A dead old woman is half sitting on a mattress by a front door, leaning her head against the wall. There’s an expression of calm and sorrow on her face, she has died with this grief. A child’s little legs in shoes and stockings are lying in the mud. It was a shell, apparently, or else a tank has run over her. (This was a girl.)

In the streets that are already peaceful, the ruins have been tidied.

[German] women are sweeping sidewalks with brushes like those we use to sweep rooms.

The [enemy] offered to capitulate during the night over the radio. The general commanding the garrison gave the order. ‘Soldiers! Hitler, to whom you have given the oath, has committed suicide.’
6

I’ve witnessed the last shots in Berlin. Groups of SS sitting in a building on the banks of the Spree, not far from the Reichstag, refused to surrender. Huge guns were blasting yellow, dagger-like fire at the building, and everything was swamped in stone dust and black smoke.

Reichstag. Huge, powerful. Soldiers are making bonfires in the hall. They rattle their mess tins and open cans of condensed milk with their bayonets.

A seemingly empty conversation has remained in my memory. It was with a middle-aged horse-driver, who had a moustache and a dark brown wrinkled face. He was standing beside his ponies at the corner of Leipzigerstrasse. I asked him about Berlin, and whether he likes the city.

‘Oh, you see,’ he said, ‘there was such a fuss yesterday in this Berlin. A battle was going on, in this very street. German shells were exploding all the time. I was standing by the horses, and my foot bandage had become loose. I bent down to redo it, and then a shell blew up! A horse got scared and ran off. This one. He’s young, but a bit naughty. And I was thinking, what should I do now, retie my foot bandage or run after the horse? Well, I ran after him, the foot bandage trailing after me, shells blowing up everywhere, my horse running, and me running after him. Well, I’ve taken a look at this Berlin! I was running for two hours in just one street, it had no end! I was running and thinking – well, that’s Berlin. It’s Berlin all right, but I did catch the horse!’

Just to the west of the Reichstag, Grossman wandered around the
Tiergarten, the central park in Berlin where all the trees had been blasted to pieces in the battle and the ground was churned up by shell and bomb blast.

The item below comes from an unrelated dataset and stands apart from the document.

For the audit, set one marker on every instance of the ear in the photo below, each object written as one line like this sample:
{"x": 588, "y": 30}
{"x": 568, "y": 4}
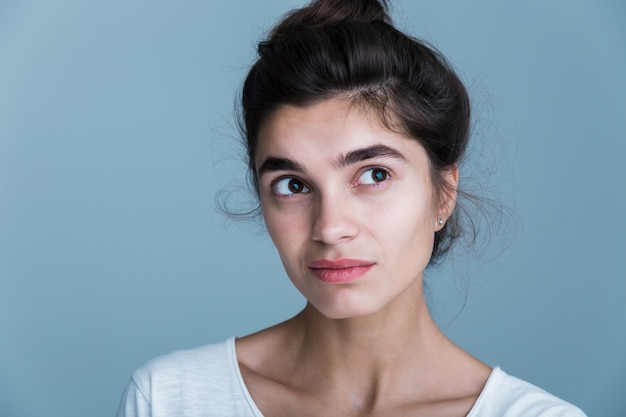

The great victory column, the Siegessäule, was known to Soviet troops during the battle as the ‘tall lady’, because of the figure of winged victory on top, which Berliners called ‘Golden Elsa’. The ‘fortress’ he refers to below is the huge Zoo bunker, or flak tower, a vast concrete construction with anti-aircraft batteries on top and shelter inside for several thousand people. It had been Goebbels’s headquarters in his role as Reich’s Commissioner for Defence, but he did not die there. Goebbels and his wife Magda had shot themselves in the Reichschancellery garden after Magda had killed their six children with poison.

Memorials to victory. The Siegessäule, colossal buildings and concrete fortresses, sites of Berlin’s anti-aircraft defence. Here was the Defence HQ of Goebbels’s residence. People say he had given orders to poison his family and killed himself. Yesterday, he shot himself. His little scorched body is lying here, too: the artificial leg, white tie.

The enormity of victory. By the huge obelisk, a spontaneous celebration is going on. The armour of tanks has disappeared under heaps of flowers and red flags. Barrels are in blossom like trunks of spring trees. Everyone is dancing, laughing, singing. Hundreds of coloured rockets are shot into the air, everyone is saluting with bursts from sub-machine guns, rifle and pistol shots. (I learned later that many of those men celebrating were living corpses, having drunk a terrible poison from barrels containing an industrial chemical in the Tiergarten. This poison started to act on the third day after they drank it, and killed people mercilessly.)

The Brandenburg Gate is blocked with a wall of tree trunks and sand, two to three metres high. In the space [of the arch], like in a frame, one can see the startling panorama of Berlin burning. Even I have never seen such a picture, although I’ve seen thousands of fires.